May 19, 2011
A new story-poem of mine is out in the illustrious Gulf Coast journal’s 25th anniversary issue (in print and online). It’s called MY NEBULAE, MY ANTILLES, and it trades in matters of intergalactic prophecy, ouroborus eroticism, leprotic nuns, and Communist postal service. It appears alongside pieces by Bret Anthony Johnston, Lillian-Yvonne Bertram, D.A. Powell, and other lovelies…a delightful issue all around.
My piece is formatted a little wonky in the e-version, but looks as it ought and should in the print issue.
You can read it online HERE.
Or, you can exercise your fingers and read it on actual paper by ordering a copy HERE.

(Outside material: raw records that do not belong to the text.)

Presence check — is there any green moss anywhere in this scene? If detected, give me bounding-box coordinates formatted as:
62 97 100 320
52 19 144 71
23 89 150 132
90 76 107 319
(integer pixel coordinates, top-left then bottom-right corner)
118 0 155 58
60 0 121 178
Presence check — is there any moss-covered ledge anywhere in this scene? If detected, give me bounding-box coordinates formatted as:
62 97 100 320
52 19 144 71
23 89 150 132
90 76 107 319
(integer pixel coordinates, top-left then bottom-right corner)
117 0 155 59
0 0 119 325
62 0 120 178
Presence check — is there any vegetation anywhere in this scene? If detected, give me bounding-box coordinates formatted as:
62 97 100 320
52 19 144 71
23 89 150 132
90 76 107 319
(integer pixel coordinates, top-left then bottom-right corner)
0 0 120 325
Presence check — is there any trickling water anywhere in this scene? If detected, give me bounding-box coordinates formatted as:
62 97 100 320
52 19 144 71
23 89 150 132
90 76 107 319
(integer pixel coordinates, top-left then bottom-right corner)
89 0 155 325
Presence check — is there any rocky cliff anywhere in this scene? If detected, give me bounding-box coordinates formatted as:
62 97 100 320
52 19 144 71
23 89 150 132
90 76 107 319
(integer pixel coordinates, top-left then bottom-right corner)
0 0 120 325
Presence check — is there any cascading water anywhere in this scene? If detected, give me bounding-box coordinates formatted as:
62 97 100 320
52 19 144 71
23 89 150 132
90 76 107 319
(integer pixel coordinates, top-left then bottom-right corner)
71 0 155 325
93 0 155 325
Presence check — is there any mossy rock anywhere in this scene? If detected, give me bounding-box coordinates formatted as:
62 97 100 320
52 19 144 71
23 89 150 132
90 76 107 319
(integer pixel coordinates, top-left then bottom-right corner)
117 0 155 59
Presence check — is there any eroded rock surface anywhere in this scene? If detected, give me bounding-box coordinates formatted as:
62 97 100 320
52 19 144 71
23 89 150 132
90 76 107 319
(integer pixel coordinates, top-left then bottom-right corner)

Let’s say she lies all day upon the beach in the Antilles, and I embroider her until she becomes my buttonhole: a silken stitch with needle and thread of seaweed. And then I slip through her skin of sand and cashmere, as though a pearl fastened tight against the rise of her flesh.
I don’t know why this is in purple, but I’ll oblige. This piece I wrote in conversation between travel in Martinique and Latvia. I have since learned that a rare species of eel is born on the shores of Martinique and migrates to Latvia – a journey that takes over a decade, and involves an alchemical series of metamorphoses. Since then, three more stories have emerged between the Baltic and the Caribbean. Two bodies of water whose temperatures and temperaments seem nearly antithetical.
Back to the eels, and black ink…
It was as though my travels to the equator had altered the passage of time. As though some spine had risen up inside me along which time nestled, like a dune. I barely recognized this woman. Despite all claims of dry, hers is a damp heart, and pounding.